Response 3: We thank the reviewer for raising this relevant question. IL-15 and fractalkine (CX3CL1) are indeed emerging targets for immune modulation. Several IL-15–based immunotherapies, including superagonists (ALT-803, NKTR-255) and receptor antagonists, are currently in clinical trials, primarily for cancer and autoimmune diseases. Fractalkine inhibitors such as KAND567 and monoclonal antibodies like E6011 have shown promise in early trials for inflammatory and fibrotic conditions. However, to date, no clinical studies have evaluated these agents in the context of coronary artery disease (CAD). We have now briefly discussed these therapeutic avenues in the revised Discussion section of the manuscript.

Comment 4: What are the clinical benefits of these differences? Can they be used as a therapeutic target or the relatively small sample size may limit the generalizability of the findings, and future studies should aim to include more diverse populations.

Response 4: We appreciate the reviewer’s thoughtful comment. The immune phenotypes identified in our study, particularly those distinguishing iCAD and ASCAD, hold potential for both risk stratification and therapeutic targeting. However, as correctly noted, the relatively small and homogeneous sample size limits the generalizability of our findings. While our results suggest promising avenues, including the use of IL-15 and fractalkine-related pathways as targets, future studies are needed to validate these biomarkers in larger and more diverse cohorts, including patients at earlier stages of disease. We have now addressed these points in the revised Discussion section under “Limitations” and outlined the need for translational research to define clinical applications.

Comment 5: The study could benefit from longitudinal data to assess changes in immune profiles over time and their impact on disease progression.

Response 5: We thank the reviewer for its valuable input. Unfortunately, this was a three-year project with limited budget and no longitudinal follow up was possible. We plan to extend this study in the near future. This limitation has been addressed in the discussion section.

Comment 6: From a pathophysiological perspective, it brings new information—coronary artery disease has an inflammatory component (immune activation), while aortic stenosis has a degenerative one (immunosenescence and cytotoxicity)—which are known factors, without a clear understanding of the mechanisms and types of immune cells involved. This article sheds some light on this issue. Can these differences be used for risk stratification or become therapeutic targets?

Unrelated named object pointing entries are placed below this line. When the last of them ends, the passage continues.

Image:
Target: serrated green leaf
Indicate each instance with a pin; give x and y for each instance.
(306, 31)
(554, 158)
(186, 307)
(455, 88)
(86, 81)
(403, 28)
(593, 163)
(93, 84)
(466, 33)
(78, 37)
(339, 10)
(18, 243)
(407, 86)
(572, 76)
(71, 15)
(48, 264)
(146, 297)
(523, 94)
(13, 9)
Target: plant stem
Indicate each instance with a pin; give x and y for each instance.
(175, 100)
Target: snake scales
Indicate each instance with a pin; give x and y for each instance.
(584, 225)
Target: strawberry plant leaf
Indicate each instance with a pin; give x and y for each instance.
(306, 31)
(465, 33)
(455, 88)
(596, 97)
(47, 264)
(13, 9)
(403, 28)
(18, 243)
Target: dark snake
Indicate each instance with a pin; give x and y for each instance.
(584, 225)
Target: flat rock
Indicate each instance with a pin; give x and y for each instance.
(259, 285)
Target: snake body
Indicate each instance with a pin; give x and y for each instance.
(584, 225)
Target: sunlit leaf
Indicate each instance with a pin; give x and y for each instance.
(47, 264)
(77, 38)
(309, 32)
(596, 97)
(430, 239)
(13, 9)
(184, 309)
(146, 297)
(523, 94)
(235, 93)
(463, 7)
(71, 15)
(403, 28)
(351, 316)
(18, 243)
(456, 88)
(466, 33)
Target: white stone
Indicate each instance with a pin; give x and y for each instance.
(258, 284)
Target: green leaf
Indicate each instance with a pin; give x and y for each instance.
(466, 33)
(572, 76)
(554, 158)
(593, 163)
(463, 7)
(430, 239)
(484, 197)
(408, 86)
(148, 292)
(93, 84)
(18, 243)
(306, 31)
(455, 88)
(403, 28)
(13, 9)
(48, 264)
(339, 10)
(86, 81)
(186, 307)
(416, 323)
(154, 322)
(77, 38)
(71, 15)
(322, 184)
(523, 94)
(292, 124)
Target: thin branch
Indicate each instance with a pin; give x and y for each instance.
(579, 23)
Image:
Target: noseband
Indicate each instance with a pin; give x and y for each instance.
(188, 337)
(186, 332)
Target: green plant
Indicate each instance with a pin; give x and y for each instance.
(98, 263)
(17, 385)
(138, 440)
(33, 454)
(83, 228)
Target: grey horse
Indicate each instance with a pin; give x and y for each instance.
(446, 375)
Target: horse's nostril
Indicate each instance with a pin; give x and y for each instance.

Response 6: We thank the reviewer for this important reflection. Indeed, one of the main contributions of our study is the identification of divergent immune mechanisms in iCAD and ASCAD—immune activation versus immunosenescence—which may underlie distinct clinical trajectories. These findings offer a pathophysiological rationale for using immune profiles as potential tools for risk stratification. Moreover, as discussed, several of the implicated pathways, including IL-15 signalling and CX3CR1-mediated migration, may represent targets for therapeutic intervention. While further validation in larger cohorts is needed, our results support the potential clinical utility of immune profiling in CAD management. Early diagnosis and proper treatment may have a major impact in disease progression.

Author Response File: Author Response.pdf

Round 2

Reviewer 1 Report

Comments and Suggestions for Authors

I believe that all my comments have been properly addressed and that the manuscript can be published in its current form.

Reviewer 2 Report

Comments and Suggestions for Authors

 The authors have satisfactorily addressed the raised comments and questions, significantly enhancing the understanding of the manuscript's initial limitations and inquiries.